隔着電話,楚歡亦能想像出此刻墨晉修那張俊臉一定冷漠如冰,好吧,看在他大少爺生氣的份上,她就耐着性子,再溫柔一點:
「我聽江博說你要出差,那你什麼時候能回來?」
「十天半月,不定!」
什麼?
十天半月,還不定,沒有歸期?
楚歡淡定不了了,江博說要等墨晉修回來她才能出院,難不成她要在這醫院住十天半月,那怎麼行,她還有很多事要做呢!

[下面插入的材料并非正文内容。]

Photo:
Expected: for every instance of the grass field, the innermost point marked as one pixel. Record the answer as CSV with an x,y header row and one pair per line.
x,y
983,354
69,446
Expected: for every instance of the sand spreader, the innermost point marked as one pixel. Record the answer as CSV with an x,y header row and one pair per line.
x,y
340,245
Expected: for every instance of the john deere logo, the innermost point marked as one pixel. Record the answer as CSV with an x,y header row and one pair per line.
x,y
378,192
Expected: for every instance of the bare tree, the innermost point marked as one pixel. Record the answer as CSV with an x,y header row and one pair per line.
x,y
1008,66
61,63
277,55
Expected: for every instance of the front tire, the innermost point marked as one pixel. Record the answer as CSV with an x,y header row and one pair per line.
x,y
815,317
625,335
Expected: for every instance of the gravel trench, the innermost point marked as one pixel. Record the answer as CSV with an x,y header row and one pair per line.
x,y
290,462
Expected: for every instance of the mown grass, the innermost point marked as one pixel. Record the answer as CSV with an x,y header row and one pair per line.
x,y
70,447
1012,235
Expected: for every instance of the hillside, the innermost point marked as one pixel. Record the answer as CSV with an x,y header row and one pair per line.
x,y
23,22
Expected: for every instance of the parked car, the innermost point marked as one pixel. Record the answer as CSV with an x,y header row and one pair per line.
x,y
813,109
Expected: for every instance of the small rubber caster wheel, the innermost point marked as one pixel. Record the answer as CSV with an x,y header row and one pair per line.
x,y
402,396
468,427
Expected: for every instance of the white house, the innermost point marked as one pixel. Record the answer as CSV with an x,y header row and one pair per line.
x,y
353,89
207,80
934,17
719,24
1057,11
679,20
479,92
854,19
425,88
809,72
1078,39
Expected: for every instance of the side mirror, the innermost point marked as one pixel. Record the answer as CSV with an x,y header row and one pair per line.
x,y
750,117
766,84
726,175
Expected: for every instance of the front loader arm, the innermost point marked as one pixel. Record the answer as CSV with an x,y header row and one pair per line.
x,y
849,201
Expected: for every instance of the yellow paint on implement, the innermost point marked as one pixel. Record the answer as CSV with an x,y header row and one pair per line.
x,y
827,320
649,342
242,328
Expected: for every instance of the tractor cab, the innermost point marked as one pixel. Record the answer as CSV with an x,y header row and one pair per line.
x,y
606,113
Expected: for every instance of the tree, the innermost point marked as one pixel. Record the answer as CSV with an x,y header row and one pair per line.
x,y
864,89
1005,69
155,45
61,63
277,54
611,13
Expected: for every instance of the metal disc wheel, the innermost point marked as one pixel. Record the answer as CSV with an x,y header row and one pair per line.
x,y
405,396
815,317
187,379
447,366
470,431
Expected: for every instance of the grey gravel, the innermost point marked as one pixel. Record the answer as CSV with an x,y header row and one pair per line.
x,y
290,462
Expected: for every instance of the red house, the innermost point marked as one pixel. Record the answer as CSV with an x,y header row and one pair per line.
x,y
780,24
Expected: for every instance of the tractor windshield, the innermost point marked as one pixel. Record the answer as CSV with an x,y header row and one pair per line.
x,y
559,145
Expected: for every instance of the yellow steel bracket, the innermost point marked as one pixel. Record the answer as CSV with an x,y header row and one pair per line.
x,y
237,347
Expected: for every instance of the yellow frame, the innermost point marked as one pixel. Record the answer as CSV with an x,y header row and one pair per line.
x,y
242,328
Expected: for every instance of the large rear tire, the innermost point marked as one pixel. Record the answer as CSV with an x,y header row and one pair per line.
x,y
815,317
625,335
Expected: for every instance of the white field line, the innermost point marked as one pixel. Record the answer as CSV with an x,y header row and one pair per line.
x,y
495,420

別急,別急,她連續做了兩次深呼吸,用無比溫柔體貼的語氣說:
「那你多帶些衣服,在外注意身體,別太累了,我在家裏等你回來。」
「你在醫院等着。」
某人不為她裝出的溫柔所惑,從電波里傳來的聲音霸道得不容違抗,聽在楚歡耳里心裏無法控制的泛起怒意,假裝的溫柔被不悅替代:
「我都已沒事了,為什麼要住在醫院裏等你,你要是一兩月不回來,我豈不是要住一兩個月,墨晉修,我現在就要出院。」
「你不想cs溶癌藥上市就只管出院!」
威脅!
楚歡呼吸都不順暢了。
「公司里還有很多事等着我去處理呢,墨晉修,我又不是絕症,你不能這樣做。大不了你讓人給我開些藥,我每天吃藥還不行嗎?」
混蛋,他知道cs是她爸爸的心愿,居然這樣卑鄙地威脅她,太過份了。
「公司的事可以在病房裏處理,你要是想早些出院,就乖乖地聽話,否則我讓你一輩子住在醫院裏。」
「你……」
「我說過,別懷疑我的能力,要讓你在醫院過一輩子很容易!」
楚歡氣得咬牙切齒:
「好,我等你回來,哪怕你在外遊玩個三年五載我也住在這醫院裏等着。」
話落,楚歡氣憤的掛掉電話,視線對上程景怡詫異的眼神時,她煩燥地閉上眼睛,聽見她問:
「楚楚,墨晉修怎麼威脅你了,那你還要在這醫院住多久啊?」
「不知道,姓墨的什麼時候回來,我就什麼時候出院,以後把這裏當成家就行了。」
楚歡重新睜開眼,鬱悶地回答,環視病房,雖然是高檔套間,但這總歸是醫院,姓墨的是故意把她軟禁在這裏,有種警告她以後都不許使用特殊能力的味道。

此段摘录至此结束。